Ketosis require low carbs intake and it is minimal to 30 grams daily when it comes to one piece of mango it provides 50 grams of carbs which is over your daily limit. Your body will adapt ketosis from three days to week, starting with high carbs intake will bump up your diet.


Fruits are rich in nutrients, vitamins, fibre and antioxidant so having them on keto diet is really important while the choice remain on low carbs fruits.


1. Berries: are low in carbs but high in fibre and antioxidant.

· Raspberries:15 g carbs, 8 g fibre, 5 g sugar

·Blackberries: 14 g carbs, 8 g fibre, 7 g sugar

· Strawberries: 13 g total carbs, 3 g fibre, 8 g sugar

· Blueberries: 21 g total carbs, 4 g fibre, 15 g sugar


2. Peaches. Peaches are another lower-carb fruit option if eaten in small portions. One small yellow peach has about 12 grams of carbs, 2 grams of fibre, and 11 grams of sugar. It also contains a wealth of vitamins and minerals like potassium, phosphorus, and vitamin C.


3. Apricots: Low in carbs but with sweet-tart flavour. One raw apricot contains just 4 grams of carbs, 1 gram of fibre, and 3 grams of sugar. Considering the carb count in dried apricots is significantly higher per serving (about 29 grams per five pieces of fruit), so choose fresh instead while you are on keto diet.

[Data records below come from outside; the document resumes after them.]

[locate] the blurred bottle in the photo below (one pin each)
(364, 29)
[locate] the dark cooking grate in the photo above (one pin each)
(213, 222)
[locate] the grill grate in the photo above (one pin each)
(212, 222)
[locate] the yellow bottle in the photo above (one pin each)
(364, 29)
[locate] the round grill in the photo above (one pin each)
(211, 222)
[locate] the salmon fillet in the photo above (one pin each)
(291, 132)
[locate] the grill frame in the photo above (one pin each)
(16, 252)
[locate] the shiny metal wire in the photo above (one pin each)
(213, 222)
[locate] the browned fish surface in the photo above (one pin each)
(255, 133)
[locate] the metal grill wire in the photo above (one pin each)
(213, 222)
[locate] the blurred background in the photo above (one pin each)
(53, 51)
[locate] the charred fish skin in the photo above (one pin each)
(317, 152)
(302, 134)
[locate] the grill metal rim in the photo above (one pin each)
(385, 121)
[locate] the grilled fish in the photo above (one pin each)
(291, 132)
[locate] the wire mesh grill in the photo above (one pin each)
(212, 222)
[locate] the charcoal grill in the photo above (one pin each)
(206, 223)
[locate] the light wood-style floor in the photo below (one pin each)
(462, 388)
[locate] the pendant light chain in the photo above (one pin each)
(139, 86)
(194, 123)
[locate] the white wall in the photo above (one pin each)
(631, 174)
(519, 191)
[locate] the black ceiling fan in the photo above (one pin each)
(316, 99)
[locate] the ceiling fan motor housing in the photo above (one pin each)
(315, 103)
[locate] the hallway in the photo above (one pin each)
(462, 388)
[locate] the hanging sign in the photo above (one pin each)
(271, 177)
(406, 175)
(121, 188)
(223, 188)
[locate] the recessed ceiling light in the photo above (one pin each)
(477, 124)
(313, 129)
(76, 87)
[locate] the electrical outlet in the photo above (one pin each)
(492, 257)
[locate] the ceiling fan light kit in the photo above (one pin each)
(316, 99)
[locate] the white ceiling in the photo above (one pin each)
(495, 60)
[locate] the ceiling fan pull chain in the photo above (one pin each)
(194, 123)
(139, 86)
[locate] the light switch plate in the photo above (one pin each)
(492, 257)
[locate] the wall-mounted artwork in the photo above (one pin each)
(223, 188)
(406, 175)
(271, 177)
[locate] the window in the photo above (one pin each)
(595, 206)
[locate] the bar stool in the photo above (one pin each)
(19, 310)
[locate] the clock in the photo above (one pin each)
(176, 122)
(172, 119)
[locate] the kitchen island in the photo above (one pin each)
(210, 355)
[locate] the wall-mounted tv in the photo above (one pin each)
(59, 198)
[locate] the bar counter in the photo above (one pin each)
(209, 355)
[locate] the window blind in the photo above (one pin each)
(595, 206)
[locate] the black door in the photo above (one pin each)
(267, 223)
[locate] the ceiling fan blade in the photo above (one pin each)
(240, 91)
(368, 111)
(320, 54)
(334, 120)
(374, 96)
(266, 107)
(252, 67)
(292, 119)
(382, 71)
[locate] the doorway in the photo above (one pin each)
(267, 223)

4. Melons: They have high water content and they keep you hydrated:

·Watermelon: 11 g carbs, 1 g fiber, 9 g sugar

·Honeydew: 15 g carbs, 1 g fiber, 14 g sugar

.Cantaloupe: 13 g carbs, 1 g fiber, 12 g sugar


5. Lemons and limes. Feel free to add lemon or lime to your food as they contain just 2 grams of carbs and just under 1 gram of sugar, and the macronutrient composition of lime juice is similar (3 grams of carbs and 1 gram of sugar per ounce).